Hi I am staying in Penang and I am due to renew my 90 day visa, I would like to know what is the most cost effective and least time consuming, where abouts in Thailand should we go and do we have to stay out of Malaysia for 24 hours.


----------



## Dave O'Dottu (Jul 15, 2009)

casey1 said:


> Hi I am staying in Penang and I am due to renew my 90 day visa, I would like to know what is the most cost effective and least time consuming, where abouts in Thailand should we go and do we have to stay out of Malaysia for 24 hours.


I have never done a turnaround like you indicate for Malaysia.
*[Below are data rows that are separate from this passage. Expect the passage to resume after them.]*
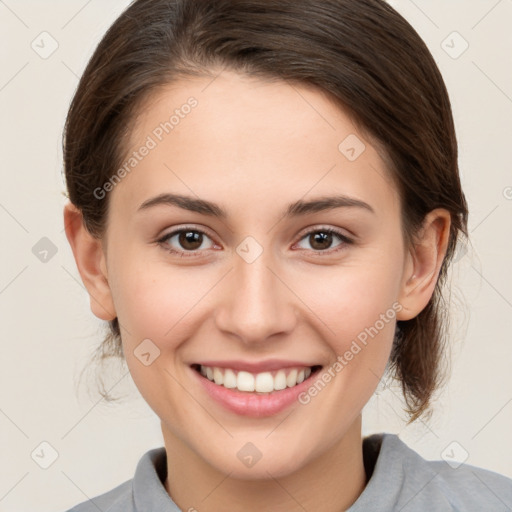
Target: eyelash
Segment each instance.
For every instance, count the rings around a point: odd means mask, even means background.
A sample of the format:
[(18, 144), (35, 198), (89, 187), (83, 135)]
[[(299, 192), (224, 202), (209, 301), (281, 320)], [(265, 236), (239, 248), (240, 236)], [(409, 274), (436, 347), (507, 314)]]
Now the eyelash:
[[(162, 238), (158, 239), (157, 240), (157, 243), (167, 252), (171, 253), (171, 254), (175, 254), (175, 255), (178, 255), (182, 258), (195, 258), (195, 257), (200, 257), (200, 255), (198, 253), (201, 253), (203, 252), (203, 250), (196, 250), (196, 251), (177, 251), (176, 249), (171, 249), (169, 247), (169, 245), (167, 245), (166, 242), (168, 242), (169, 239), (171, 239), (174, 235), (178, 235), (180, 233), (183, 233), (183, 232), (193, 232), (193, 233), (199, 233), (199, 234), (202, 234), (202, 235), (205, 235), (207, 236), (208, 238), (211, 238), (208, 233), (200, 230), (200, 229), (197, 229), (197, 228), (194, 228), (194, 227), (183, 227), (183, 228), (180, 228), (180, 229), (177, 229), (175, 231), (171, 231), (170, 233), (167, 233), (166, 235), (164, 235)], [(342, 251), (346, 245), (351, 245), (354, 243), (354, 241), (350, 238), (348, 238), (346, 235), (344, 235), (343, 233), (341, 233), (340, 231), (338, 231), (337, 229), (334, 229), (334, 228), (330, 228), (330, 227), (321, 227), (321, 228), (315, 228), (315, 229), (312, 229), (311, 231), (308, 231), (306, 233), (304, 233), (302, 235), (302, 237), (300, 238), (299, 242), (302, 241), (304, 238), (314, 234), (314, 233), (329, 233), (329, 234), (332, 234), (332, 235), (336, 235), (337, 237), (339, 237), (339, 239), (342, 241), (342, 243), (335, 249), (326, 249), (324, 251), (319, 251), (319, 250), (314, 250), (313, 249), (313, 252), (316, 253), (318, 256), (323, 256), (325, 254), (333, 254), (333, 253), (336, 253), (338, 251)], [(302, 249), (302, 250), (308, 250), (308, 249)]]

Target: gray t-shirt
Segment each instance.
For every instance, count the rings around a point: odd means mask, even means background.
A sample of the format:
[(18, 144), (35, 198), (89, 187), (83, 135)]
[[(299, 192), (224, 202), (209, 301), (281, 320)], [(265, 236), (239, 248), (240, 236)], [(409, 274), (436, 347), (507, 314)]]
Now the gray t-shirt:
[[(512, 511), (512, 479), (469, 464), (425, 460), (395, 434), (365, 437), (363, 456), (370, 479), (347, 512)], [(133, 479), (67, 512), (187, 512), (167, 494), (166, 476), (165, 448), (154, 448), (142, 456)]]

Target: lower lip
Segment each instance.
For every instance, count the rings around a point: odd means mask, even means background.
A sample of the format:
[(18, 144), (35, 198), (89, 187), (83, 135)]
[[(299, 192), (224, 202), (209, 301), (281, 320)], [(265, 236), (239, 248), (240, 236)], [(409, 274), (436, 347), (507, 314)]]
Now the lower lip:
[(199, 379), (199, 382), (206, 392), (216, 402), (231, 412), (253, 418), (272, 416), (285, 410), (294, 402), (298, 402), (298, 396), (311, 386), (313, 378), (319, 373), (317, 370), (306, 380), (293, 388), (273, 391), (272, 393), (257, 394), (225, 388), (203, 377), (193, 368), (191, 368), (191, 370), (196, 378)]

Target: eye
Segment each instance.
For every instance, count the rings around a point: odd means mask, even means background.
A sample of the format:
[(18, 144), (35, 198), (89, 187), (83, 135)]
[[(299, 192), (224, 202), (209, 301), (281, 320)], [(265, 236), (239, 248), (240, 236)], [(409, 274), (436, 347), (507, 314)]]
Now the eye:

My impression is that the Malaysians are much more tolerant than the Thais.

If you go north you should take the train as far as Hat Yai. You can probably buy your return at the Penang office. From Penang to Hat Yai and back should take you about 4 hours each way, so you can get back in 24hours. 

I cannot imagine why you are staying in Penang. It is a dirty and crime-ridden place. Hold your belonging at all times when you are sitting in one of the cafes on Chulia. There are snatch and grab thefts.


----------



## Serendipity2 (Feb 22, 2009)

Dave O'Dottu said:


> I have never done a turnaround like you indicate for Malaysia. My impression is that the Malaysians are much more tolerant than the Thais.
> 
> If you go north you should take the train as far as Hat Yai. You can probably buy your return at the Penang office. From Penang to Hat Yai and back should take you about 4 hours each way, so you can get back in 24hours.
> 
> I cannot imagine why you are staying in Penang. It is a dirty and crime-ridden place. Hold your belonging at all times when you are sitting in one of the cafes on Chulia. There are snatch and grab thefts.



Dave,

Another easy way is to get a cheap flight r/t to Bangkok or Singapore. You don't have to even stay the night. When you return you have a new 90 day "social" visa. There are very cheap flights for the flexible on [from memory] Tiger Air and Air Asia to both - I think.

I don't know about Penang and have never visited the place but I've never heard about the snatch and grab theft. I don't know if the courts in Malaysia are as harsh as Saudi Arabia but in Saudi Arabia if you're caught in a theft WHACK off goes your left hand [or is it the right] and from that moment on you're never ever allowed at the dining table with others. While Malaysia is probably more humane I think they treat crime very seriously. Again, just my impression from one visit to Kuala Lumpur and a lot of reading but if it were true I think I'd have read more about it - if it was that big a problem. I think you're far more likely to have theft problems in Thailand and I'll guarantee it in the Philippines. My guess is a lot of theft has to do with poverty and the rest to buy drugs.

Serendipity2


----------